Schmidt started the 2013–14 season with the Bears but was called up to the Capitals after just one game. He made his NHL debut on October 12, 2013, against the Colorado Avalanche. He scored his first NHL goal on December 7, 2013, against Marek Mazanec of the Nashville Predators. Schmidt was reassigned to Hershey on December 15, 2013.

====Vegas Golden Knights (2017-2018)====
After four seasons with the Capitals, Schmidt was left exposed by the club in the 2017 NHL Expansion Draft.

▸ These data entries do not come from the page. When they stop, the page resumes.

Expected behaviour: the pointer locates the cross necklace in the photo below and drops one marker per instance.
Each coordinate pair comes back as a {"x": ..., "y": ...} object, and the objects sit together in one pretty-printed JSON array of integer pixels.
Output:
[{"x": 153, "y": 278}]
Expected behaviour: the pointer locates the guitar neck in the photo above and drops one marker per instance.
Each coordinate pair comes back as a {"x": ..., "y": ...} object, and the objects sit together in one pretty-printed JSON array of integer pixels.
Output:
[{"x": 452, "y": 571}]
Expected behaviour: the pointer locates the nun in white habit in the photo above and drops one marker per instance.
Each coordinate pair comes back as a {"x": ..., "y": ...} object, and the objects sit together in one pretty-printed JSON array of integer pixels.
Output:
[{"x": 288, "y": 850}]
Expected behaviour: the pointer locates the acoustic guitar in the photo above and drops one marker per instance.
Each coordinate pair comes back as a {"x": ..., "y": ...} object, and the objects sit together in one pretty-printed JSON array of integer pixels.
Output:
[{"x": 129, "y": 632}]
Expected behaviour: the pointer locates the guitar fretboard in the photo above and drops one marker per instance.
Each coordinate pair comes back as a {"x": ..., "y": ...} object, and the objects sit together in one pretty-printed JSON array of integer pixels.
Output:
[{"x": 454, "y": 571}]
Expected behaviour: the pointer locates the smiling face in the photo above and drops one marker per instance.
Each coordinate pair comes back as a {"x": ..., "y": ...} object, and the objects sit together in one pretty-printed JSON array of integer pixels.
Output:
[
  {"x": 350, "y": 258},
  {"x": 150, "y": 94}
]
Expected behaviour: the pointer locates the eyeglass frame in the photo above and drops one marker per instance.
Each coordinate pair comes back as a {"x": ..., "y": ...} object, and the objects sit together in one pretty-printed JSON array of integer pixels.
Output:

He was selected by the Vegas Golden Knights on June 21, 2017. After going to an arbitrator in August, Schmidt signed a two-year, $4.45 million contract with the Golden Knights. During his first season with the team, Schmidt found success, putting up career high numbers in points and leading the Golden Knights in average playing time. He helped lead the Golden Knights to the 2018 Stanley Cup playoffs in their inaugural season, only to lose in the Stanley Cup Final to his former team.

Prior to the 2018–19 season, Schmidt was suspended 20 games for violating the NHL's performance-enhancing drug use policy. He appealed his suspension, but the arbitrator upheld it. On October 25, while serving his suspension, the Golden Knights signed Schmidt to a six-year, $35.8 million extension.

==== Vancouver Canucks (2020-2021) ====
On October 12, 2020, Schmidt was traded by the Vegas Golden Knights to the Vancouver Canucks for a third-round pick in the 2022 NHL entry draft. He stated his unhappiness following the trade, citing a lack of communication with Vegas management and calling it "a tough pill to swallow".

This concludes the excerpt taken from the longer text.